There was the famous experiment on monkeys. You get five of them into a cage with ladder, with banana on top of it. As soon as they enter the cage, monkeys immediately rush to get their beloved food. But reaching for ladder triggers cold shower.
Quickly, monkeys realize that this banana should be left alone.
Then you swap one monkey for a new one. As it, inevitably, rushes for a banana, it gets beating from the others. Few moments later, it knows that it’s not worth it.
Then you swap another one, with the same result. Then the next, and so on. Soon, all the monkeys are swapped and each of them knows that was taught a lesson.
Which is where we play evil scientist and add a new monkey in. Without a doubt, it tries to reach for banana, only to get its beating.
As all its predecessors, it has no idea why it got punished.
Other (swapped) monkeys have no idea why they punish the new one – none of them ever got wet.

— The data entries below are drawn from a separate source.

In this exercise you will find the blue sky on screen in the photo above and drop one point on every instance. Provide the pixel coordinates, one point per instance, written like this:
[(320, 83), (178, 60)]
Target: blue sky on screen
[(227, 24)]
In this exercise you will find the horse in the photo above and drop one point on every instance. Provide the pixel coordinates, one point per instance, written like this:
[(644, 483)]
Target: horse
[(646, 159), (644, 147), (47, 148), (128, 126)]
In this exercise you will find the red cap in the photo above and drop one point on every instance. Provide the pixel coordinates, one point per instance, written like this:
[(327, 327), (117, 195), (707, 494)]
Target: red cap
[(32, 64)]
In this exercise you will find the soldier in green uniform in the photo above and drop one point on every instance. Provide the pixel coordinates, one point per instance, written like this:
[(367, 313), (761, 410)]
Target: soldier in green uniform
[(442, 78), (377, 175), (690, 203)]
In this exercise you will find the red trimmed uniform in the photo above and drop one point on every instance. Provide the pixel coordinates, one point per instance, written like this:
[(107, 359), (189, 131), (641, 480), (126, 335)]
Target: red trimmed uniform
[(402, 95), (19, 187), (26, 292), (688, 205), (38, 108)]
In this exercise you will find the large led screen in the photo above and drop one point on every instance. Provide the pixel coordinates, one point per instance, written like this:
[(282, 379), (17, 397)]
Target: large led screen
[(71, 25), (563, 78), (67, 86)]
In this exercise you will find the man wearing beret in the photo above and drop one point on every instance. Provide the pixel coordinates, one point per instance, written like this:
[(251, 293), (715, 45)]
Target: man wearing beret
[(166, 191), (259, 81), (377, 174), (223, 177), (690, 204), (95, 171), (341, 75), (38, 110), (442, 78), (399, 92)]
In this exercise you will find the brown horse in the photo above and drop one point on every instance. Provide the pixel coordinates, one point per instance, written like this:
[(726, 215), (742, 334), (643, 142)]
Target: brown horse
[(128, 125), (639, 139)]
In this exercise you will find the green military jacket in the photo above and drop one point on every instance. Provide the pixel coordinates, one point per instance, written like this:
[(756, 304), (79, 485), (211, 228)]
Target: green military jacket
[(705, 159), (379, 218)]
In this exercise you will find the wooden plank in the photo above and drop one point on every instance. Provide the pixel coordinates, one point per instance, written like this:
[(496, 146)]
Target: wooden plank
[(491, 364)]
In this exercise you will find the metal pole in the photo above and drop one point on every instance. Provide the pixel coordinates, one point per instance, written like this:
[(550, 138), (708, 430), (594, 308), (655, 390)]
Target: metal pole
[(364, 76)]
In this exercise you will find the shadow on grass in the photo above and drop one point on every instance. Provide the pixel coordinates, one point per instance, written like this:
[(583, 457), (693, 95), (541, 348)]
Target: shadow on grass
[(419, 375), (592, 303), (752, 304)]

Apparently, this is how things are in that specific cage.
The best part of the experiment?
IT WAS NEVER CONDUCTED.
We have no idea if monkeys would act this way.

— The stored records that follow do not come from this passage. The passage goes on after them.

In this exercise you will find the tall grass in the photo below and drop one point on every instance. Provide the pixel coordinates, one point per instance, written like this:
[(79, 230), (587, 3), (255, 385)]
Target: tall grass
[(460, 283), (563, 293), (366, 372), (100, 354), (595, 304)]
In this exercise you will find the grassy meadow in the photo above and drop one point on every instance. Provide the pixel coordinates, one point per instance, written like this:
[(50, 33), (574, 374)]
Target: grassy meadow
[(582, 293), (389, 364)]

The scariest part of the experiment? We know, well enough, that regardless of how monkeys would behave, we would act as the way they did. Just the social element of our human nature.
When put in a new environment, we don’t want to be the one to rock the boat. Reaching for banana is challenging the status quo – and nobody likes that. Unless we’re conscious and deliberate about it, we don’t really want to expand our comfort zones.
And without it, we’re becoming obsolete, as someone competing with us will expand theirs.
Remember that as you walk into your monkey cage this morning.